The Bill also sets out plans for the new system of investment allowances, which are related to the recovery loan scheme recently launched—I underline this—by the Treasury. The Treasury cannot escape ownership of this one. What will the Treasury system be to accredit lenders under the new recovery loan scheme? Will it just be for regulated lenders? How will it test the capital adequacy of the institutions involved? How will it avoid a repeat of accrediting for the scheme a lender who is on the brink of collapse?

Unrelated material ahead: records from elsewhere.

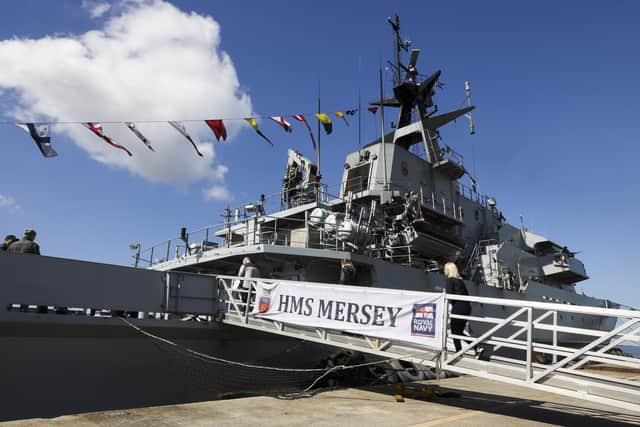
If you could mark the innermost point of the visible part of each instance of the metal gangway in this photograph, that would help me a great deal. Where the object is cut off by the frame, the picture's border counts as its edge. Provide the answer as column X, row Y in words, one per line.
column 526, row 342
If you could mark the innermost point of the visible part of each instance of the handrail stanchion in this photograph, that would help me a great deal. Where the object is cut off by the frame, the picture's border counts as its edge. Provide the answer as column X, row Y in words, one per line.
column 529, row 372
column 555, row 335
column 246, row 307
column 445, row 328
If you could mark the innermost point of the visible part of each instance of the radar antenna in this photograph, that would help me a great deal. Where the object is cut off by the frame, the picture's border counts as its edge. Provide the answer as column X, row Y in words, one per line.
column 399, row 44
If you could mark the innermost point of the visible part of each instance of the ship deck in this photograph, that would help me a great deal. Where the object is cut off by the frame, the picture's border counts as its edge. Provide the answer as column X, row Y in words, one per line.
column 479, row 402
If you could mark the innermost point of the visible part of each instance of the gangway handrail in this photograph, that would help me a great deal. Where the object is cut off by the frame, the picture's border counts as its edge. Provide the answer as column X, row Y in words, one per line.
column 566, row 374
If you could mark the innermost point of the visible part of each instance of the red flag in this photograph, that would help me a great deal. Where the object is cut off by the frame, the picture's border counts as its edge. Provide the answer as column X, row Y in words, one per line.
column 96, row 128
column 282, row 122
column 300, row 118
column 218, row 129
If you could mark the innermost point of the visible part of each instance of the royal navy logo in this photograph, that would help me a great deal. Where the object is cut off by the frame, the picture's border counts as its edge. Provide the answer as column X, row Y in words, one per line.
column 265, row 301
column 423, row 320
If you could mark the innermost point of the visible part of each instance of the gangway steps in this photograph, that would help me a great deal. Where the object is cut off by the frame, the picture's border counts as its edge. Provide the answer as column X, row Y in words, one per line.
column 566, row 375
column 624, row 394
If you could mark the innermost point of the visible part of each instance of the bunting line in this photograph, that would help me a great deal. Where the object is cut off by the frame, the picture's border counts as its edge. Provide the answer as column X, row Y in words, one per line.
column 254, row 125
column 302, row 119
column 41, row 134
column 183, row 130
column 132, row 127
column 96, row 128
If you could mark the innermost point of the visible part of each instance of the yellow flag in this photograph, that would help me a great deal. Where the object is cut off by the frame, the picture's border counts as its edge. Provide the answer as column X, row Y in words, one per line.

Of course, the overall judgment on the Budget and the Finance Bill must be by the test of how it gets us through what is happening now and the foundations it lays for the future, and the Bill deals with only one phase of that. On the extension of many of the emergency measures put in place since the beginning of the pandemic, we called for many of those measures in the first place, and they are obviously necessary while we are still in the teeth of the fight against the virus. By that, I mean of course the extension of the furlough scheme, the help for the self-employed and so on. Those interventions cost considerable sums of money, but the social and economic cost of not doing them would have been far, far greater. Governments can act in times of crisis to help the country through. Indeed, if a Government did not do so, we would have to wonder what they were for. But in addition to that immediate crisis help, there is a longer-term rebuilding job to be done. We are going to need strong, job-creating growth if we are to recover from the past year. The economy will not come back exactly as it was before the first lockdown. The pandemic has exposed deep inequalities in society. It has shown the stark reality of what many key workers are paid. It has laid bare the vulnerabilities of our society and the very different circumstances of those who could work from home and those who had no choice but to go to work day after day, no matter the risk to themselves and their families.

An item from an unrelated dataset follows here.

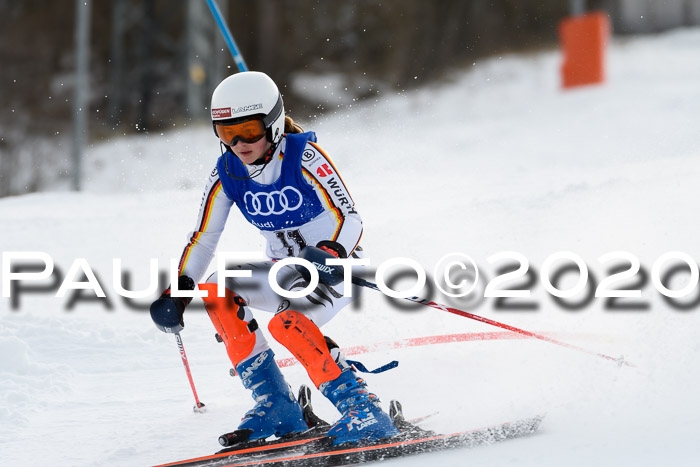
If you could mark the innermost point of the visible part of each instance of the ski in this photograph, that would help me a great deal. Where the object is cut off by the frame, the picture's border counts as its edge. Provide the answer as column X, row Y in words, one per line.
column 405, row 444
column 318, row 452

In terms of other changes, the pandemic has been described as the “great acceleration”—10 years’ change crammed into one. The way we shop, work, pay for things, educate children, deliver healthcare and much else has been changed, probably forever. Technology and change apply to everyday life as never before. How do we make the most of these trends? How do we ensure that people are equipped for the economy that comes out of this pandemic and that these changes do not simply exacerbate existing inequalities? Those are the urgent questions facing politics today.

Expectations have been changed about what Governments can do, not only here but in the United States, as we have seen in recent weeks, and across the world. This will change the shape of the political argument in the future—not a return to the same old argument about tax and spend, but an argument instead about who can best equip the country for the future, who can rebuild the best and who can deliver the transition to greener jobs, heal the inequalities that have been exposed by the pandemic and help children to recover from the education that has been lost.

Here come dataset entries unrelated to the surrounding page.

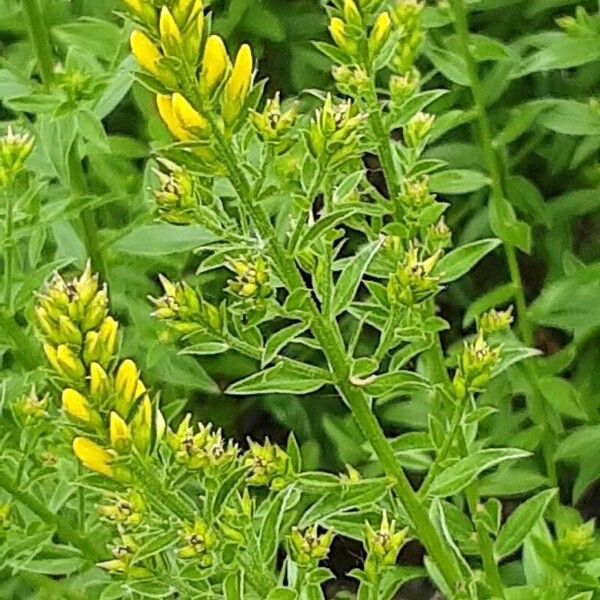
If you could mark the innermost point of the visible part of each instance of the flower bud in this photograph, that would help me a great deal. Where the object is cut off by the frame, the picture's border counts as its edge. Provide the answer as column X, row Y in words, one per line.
column 237, row 87
column 170, row 36
column 215, row 63
column 93, row 457
column 165, row 110
column 308, row 548
column 76, row 406
column 380, row 33
column 120, row 437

The Finance Bill is silent on those challenges, as was the Budget. That is why it is a job only half done. It puts tax increases in place for the next few years that hit family finances before corporations, and it does so with no plan for the recovery that the country needs or one to rebuild the public realm—the public square—to make it more resilient in the future. That is why we have tabled the reasoned amendment on the Order Paper. The second half of that job—what the country has to do—is still to come, and that will be where the argument over the best economic future for the country and how we truly recover from the events of the past year is played out.